Table of Contents (click to expand)
When a bulb is turned on, it emits photons that scatter in every direction of a room and hit every object that is present inside it. These objects absorb a majority of the photons striking them, but also reflect a small fraction, which helps us actually see stuff inside the room. When the bulb is switched off, no new photons are emitted and those that are already present inside the room get reflected off objects countless times until they’re all absorbed completely.
If you paid attention in your science class when the teacher explained the basics of optics, you likely know that light is made up of millions of extremely tiny (as in, “invisible-to-the-naked-eye” tiny) particles known as photons. These are the fundamental particles that carry all kinds of electromagnetic radiation, including radio waves, UV rays, microwaves, and of course, visible light.
When you enter a room and switch on a lamp, the room is instantly flooded with light.
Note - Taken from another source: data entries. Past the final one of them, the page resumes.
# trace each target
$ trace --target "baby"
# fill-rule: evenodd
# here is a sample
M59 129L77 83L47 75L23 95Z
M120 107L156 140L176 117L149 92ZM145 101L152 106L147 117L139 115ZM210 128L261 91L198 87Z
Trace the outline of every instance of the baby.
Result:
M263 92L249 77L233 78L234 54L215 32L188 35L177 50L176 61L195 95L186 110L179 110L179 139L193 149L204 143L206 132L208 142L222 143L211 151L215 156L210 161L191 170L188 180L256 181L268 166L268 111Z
More specifically, the room is filled with millions upon billions of photons, which help us see what is inside the room. However, when you turn off the lamp, where does the light really go? What happens to those billions of photons present inside the room? Do they die off or cease to exist?
Before we answer that, let’s do a quick recap of a few basic concepts.
Recommended Video for you:
Photons: Elementary Particles That Carry Light
You might already know that visible light is a type of electromagnetic radiation and a small component of the electromagnetic spectrum – the same group that contains radio waves, infrared rays, UV rays, gamma rays etc.
A photon is the most fundamental particle of any type of electromagnetic radiation, be it radio waves that carry WiFi signals, microwaves that heat up food inside an oven, or visible light that helps us see the world around us. With a rest mass of zero, a photon moves at a mind-boggling speed of almost 300,000 kilometers per second in a vacuum (note that the speed of photons represents the speed of light).
How Do Photons Illuminate Things?
A light source (say, a lamp) kept inside a room emits millions of photons that scramble in all directions after the lamp is switched on. Since the lamp is kept in a room (i.e., an enclosed space), the photons that it emits will hit everything that comes in their path, thus illuminating everything kept inside the room.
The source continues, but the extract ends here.